How to freeze pies

We're coming up on Fall and the holidays. It's pie time!

Sorry, no advice on fitting them  inside!
For any holiday where pies are the traditional dessert, it can take a lot of prep time—time you probably want to spend making sure that turkey doesn’t turn the texture of sawdust. Freezing pies in advance is one way to cut down on the stress of Thanksgiving.

Not all pies can be frozen, of course. Cooked custard pies don’t freeze well. Fruit pies, however, like the perennial favorite apple, are great to freeze. So prep them now and you can simply pop them in the oven the day of: don’t thaw.

Here are a few tips and baking time adjustments to make sure your pies taste just as amazing as they would if you’d slaved all morning peeling, pitting and chopping.

Freezing unbaked pies
Some say that freezing an unbaked pie makes the crust soggy between the moisture of the freezer and the fruit. Others, however, report success with freezing unbaked pies.

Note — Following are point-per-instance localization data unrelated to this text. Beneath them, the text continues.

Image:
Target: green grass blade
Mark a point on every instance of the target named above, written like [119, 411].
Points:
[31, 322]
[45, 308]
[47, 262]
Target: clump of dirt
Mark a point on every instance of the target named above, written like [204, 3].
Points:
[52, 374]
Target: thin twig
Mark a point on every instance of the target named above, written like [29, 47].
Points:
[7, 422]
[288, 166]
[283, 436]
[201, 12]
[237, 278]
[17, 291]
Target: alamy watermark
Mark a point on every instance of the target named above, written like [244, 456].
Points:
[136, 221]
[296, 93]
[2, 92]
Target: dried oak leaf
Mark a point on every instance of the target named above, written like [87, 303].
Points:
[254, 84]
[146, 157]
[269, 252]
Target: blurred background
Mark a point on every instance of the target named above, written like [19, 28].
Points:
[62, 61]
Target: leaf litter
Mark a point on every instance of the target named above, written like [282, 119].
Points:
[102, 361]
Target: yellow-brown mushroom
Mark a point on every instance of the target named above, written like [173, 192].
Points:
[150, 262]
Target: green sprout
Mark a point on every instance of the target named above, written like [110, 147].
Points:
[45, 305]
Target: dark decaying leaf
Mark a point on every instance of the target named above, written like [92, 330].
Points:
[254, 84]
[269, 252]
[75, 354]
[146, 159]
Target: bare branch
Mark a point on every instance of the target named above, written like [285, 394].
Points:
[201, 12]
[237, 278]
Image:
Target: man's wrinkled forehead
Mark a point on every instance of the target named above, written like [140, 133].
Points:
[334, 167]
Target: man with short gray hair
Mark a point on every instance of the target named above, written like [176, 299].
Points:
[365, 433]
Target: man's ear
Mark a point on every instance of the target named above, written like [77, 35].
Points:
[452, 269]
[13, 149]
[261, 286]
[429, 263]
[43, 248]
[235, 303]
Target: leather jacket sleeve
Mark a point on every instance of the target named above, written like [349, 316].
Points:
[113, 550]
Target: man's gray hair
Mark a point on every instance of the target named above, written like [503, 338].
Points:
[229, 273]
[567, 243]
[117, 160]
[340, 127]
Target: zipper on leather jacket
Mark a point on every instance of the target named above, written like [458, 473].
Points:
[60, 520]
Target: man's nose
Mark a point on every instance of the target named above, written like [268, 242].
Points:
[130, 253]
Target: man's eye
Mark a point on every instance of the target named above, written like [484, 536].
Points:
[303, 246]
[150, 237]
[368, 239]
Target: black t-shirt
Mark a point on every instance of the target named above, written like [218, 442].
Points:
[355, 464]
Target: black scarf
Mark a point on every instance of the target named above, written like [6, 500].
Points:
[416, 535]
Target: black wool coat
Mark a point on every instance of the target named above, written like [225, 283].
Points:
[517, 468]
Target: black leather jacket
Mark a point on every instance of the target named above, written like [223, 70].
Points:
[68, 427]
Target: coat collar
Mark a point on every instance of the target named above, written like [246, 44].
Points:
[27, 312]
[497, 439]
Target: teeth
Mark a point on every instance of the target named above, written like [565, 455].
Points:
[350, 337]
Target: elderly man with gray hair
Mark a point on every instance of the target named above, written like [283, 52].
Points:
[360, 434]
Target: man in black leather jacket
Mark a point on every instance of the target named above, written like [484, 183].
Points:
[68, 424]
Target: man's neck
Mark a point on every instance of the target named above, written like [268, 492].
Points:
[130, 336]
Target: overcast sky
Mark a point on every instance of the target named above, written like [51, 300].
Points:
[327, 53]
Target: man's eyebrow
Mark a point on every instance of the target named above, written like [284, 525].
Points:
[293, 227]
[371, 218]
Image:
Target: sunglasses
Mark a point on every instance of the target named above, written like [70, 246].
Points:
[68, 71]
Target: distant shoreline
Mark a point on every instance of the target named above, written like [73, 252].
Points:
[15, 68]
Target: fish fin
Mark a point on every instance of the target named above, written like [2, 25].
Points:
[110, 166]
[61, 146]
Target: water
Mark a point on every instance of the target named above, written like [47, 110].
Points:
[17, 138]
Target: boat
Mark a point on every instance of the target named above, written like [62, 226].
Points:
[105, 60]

Purdue University says you can freeze raw pumpkin pies: don’t bake the crust, pour in the cold custard filling, wrap well with plastic wrap and freeze. Make double sure it’s level in the freezer! When you’re ready, take off the plastic, pop it in the oven without thawing at 400°F for 10 minutes. Then reduce to 325°F to finish baking. Remember that even unfrozen pumpkin pies can take an hour to bake, so watch it carefully.

For fruit pies,
  • If you’re using a fruit that browns (like apples), don’t forget to include lemon juice in your filling to prevent too much discoloration.
  • Wrap well in plastic wrap before placing in the freezer.
  • Purdue says to add an extra Tbsp thickener to the filling and don’t cut steam vents before freezing.
  • Again from Purdue: when you’re ready to bake, do not thaw. Unwrap, cut the steam vents and put the pan on a cookie sheet (always a good idea!). Bake at 450°F for 15 to 20 minutes, then 375°F for 20 to 30 minutes, or until the top crust is brown.
  • You might also consider just making the filling in advance and freezing it. Thaw just until you can get it in the crust and it’s ready to use!
Freezing baked pies
Again, don’t freeze a baked custard pie, like a pumpkin pie. The texture just doesn’t hold up in the freezer.
When you’re freezing a pie you’ve already baked, make sure you:
  • Cool the pie completely before freezing.
  • Wrap well with plastic wrap.
  • To reheat them, Purdue recommends unwrapping the pies to let them stand at room temperature for 15 minutes. Then bake at 350°F until warm, approximately 30 minutes.
All frozen pies keep about 4 months in the freezer. Purdue also recommends using a crust with a higher fat content if you’re going to be freezing it.

My recommendation? Freeze unbaked pies. It’s less work than essentially baking them twice, and the after-freezer baking time is almost exactly the same whether you baked it first or not. Plus, your risk of a crust made soggy by trapped condensation from the first baking is a lot lower.

What do you think? Do you freeze pies? Baked or unbaked?


Krafthead said...

This is a really good idea! I think this may be the direction I go in from now on :) Thank you!

Just Jaime said...

Freezing pies seems like such a smart way to take some of the stress out of Thanksgiving! Great idea!

Diana said...

It is amazing to me that you MAKE pies, let alone freeze them. I just need more room in the freezer.